The Scotch tastes like metal. Cheap metal, Tony thought. He looked around the tacky d
ark-wood-paneled living room. Lois, judging from the decoration of her house, fancied herself a Spanish duchess. There were big ungainly chairs with elaborate carved wood designs and a big dark wood couch with thin cushions that failed to rescue its occupant from discomfort.
“Too megalomaniacal?” she asked, indicating the room with her eyes.
So she did think it was grand, he thought to himself, feeling despair. Not simply over the prospect of being alone with her, but being alone in this city, where ugly furniture could house pathetic delusions.
He smiled at her knowingly, as if to say, “I understand, I approve, but I’m too bright to take anything too seriously.” He looked out the big window behind her. There was a sweeping view of Hollywood and the valley. Lights lay below like a twinkling bed, bejeweled for a princess. “How long have you lived here?” he asked.

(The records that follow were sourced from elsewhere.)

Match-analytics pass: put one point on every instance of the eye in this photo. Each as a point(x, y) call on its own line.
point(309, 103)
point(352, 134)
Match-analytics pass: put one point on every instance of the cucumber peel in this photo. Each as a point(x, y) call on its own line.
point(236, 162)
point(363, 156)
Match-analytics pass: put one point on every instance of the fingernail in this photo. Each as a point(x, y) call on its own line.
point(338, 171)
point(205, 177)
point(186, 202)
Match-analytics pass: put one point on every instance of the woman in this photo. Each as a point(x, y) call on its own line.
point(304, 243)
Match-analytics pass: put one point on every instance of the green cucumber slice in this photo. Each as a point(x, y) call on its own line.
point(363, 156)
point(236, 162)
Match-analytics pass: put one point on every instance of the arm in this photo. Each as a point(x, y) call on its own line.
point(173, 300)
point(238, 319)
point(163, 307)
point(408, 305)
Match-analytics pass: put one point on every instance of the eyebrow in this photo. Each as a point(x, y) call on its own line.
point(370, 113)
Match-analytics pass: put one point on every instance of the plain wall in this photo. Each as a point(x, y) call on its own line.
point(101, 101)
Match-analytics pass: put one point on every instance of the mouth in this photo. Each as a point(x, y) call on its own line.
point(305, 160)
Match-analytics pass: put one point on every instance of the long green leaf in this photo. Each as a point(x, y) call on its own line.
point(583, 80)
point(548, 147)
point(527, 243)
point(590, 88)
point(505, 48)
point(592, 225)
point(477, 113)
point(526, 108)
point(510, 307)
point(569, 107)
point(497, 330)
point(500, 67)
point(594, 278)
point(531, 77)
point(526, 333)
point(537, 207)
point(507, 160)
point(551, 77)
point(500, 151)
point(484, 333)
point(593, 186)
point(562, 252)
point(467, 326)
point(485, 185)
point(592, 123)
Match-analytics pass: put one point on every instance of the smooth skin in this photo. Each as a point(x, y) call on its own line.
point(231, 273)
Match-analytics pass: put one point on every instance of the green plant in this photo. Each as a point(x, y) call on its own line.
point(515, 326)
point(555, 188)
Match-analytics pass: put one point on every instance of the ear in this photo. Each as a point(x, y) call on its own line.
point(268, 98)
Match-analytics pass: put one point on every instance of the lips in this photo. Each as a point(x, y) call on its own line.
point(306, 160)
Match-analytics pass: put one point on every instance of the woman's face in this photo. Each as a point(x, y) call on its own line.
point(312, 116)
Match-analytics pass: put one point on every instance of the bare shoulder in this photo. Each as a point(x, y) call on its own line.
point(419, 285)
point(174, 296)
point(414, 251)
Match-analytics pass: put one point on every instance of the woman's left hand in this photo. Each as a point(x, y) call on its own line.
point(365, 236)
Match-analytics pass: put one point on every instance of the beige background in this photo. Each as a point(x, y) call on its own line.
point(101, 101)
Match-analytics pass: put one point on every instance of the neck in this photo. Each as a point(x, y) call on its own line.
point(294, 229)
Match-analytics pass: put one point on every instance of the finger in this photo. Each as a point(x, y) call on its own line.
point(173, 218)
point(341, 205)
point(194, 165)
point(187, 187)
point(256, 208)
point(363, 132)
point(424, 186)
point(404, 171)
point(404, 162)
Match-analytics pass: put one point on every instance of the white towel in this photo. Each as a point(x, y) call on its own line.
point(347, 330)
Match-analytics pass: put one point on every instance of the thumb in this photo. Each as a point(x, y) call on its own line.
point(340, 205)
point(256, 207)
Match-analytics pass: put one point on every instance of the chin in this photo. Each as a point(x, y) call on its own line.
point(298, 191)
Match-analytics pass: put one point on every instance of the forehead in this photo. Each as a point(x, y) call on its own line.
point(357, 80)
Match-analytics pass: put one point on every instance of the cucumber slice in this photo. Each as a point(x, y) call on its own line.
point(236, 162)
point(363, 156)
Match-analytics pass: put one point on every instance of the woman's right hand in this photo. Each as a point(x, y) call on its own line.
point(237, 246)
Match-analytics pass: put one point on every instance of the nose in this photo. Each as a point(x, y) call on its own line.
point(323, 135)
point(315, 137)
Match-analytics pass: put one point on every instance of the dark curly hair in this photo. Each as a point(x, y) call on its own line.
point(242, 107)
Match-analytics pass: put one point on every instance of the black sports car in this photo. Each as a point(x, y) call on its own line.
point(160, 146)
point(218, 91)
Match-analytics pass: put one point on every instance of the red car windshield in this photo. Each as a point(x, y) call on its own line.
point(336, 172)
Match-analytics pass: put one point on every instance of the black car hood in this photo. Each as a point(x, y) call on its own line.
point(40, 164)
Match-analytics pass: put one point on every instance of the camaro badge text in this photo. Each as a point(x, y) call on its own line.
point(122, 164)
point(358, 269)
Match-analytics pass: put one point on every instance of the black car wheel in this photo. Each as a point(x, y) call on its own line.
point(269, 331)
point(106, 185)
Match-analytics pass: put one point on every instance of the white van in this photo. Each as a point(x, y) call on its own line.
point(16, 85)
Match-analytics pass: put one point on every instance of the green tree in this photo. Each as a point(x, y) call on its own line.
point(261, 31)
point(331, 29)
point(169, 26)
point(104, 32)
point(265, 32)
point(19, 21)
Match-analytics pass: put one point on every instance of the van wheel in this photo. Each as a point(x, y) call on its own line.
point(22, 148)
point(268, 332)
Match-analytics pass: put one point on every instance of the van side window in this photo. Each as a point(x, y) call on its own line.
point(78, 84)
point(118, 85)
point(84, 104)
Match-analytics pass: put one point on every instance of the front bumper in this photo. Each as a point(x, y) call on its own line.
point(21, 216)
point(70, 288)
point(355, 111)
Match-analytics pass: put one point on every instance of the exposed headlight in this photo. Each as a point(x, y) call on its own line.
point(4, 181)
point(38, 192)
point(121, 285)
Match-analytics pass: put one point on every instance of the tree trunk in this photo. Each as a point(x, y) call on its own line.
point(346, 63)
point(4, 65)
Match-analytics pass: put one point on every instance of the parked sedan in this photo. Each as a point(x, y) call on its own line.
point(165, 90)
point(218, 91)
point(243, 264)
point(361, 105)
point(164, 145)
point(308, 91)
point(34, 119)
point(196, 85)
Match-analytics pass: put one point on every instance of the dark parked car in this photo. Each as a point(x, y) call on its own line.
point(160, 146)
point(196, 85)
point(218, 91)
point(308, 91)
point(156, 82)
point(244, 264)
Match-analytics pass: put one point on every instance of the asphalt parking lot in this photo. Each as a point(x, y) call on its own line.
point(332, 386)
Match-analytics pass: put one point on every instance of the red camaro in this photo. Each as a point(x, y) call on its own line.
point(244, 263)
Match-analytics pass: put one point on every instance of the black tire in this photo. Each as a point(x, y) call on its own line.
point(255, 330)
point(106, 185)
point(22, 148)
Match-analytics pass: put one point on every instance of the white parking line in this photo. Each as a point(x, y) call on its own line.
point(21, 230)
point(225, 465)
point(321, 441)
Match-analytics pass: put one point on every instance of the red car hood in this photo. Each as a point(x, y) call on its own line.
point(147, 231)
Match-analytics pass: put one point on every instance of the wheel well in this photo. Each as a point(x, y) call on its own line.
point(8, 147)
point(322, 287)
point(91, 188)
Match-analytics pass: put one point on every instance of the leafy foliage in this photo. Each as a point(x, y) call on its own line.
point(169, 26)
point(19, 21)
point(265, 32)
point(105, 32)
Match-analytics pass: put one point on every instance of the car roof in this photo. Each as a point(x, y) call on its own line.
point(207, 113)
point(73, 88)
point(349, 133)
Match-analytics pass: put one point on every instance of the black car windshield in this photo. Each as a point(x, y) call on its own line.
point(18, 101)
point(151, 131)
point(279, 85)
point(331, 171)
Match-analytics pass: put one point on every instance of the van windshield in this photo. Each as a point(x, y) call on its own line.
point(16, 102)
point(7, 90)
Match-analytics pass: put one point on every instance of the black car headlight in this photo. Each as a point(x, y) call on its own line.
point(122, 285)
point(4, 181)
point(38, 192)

“A year. When I was made producer on your mother’s series, I started making so much money my manager told me to buy something. I couldn’t believe it. Felt weird. Being single and owning a house.”
“Your manager?”
“My money manager. Not a personal manager.”
“Do you have a talent manager also?”
“Well, I have an agent.”
“Isn’t that the same thing?”
“No. They’re different.”
“What’s the difference?”
“Your mother’s got all those things. An agent, a personal manager, a money manager, a lawyer—hasn’t she told you the facts of life?” Lois asked, laughing.
“Only the sexual ones. That’s why I’m happy but poor.”
“Yeah.” She nodded and looked off as if she had taken his comment to heart.
“So why don’t you tell me?” Tony said.
“Well. A manager gets you work.”
“Don’t agents do that?”
“Top agents have lots of clients and you have to fight for their attention. A personal manager will do it for you.”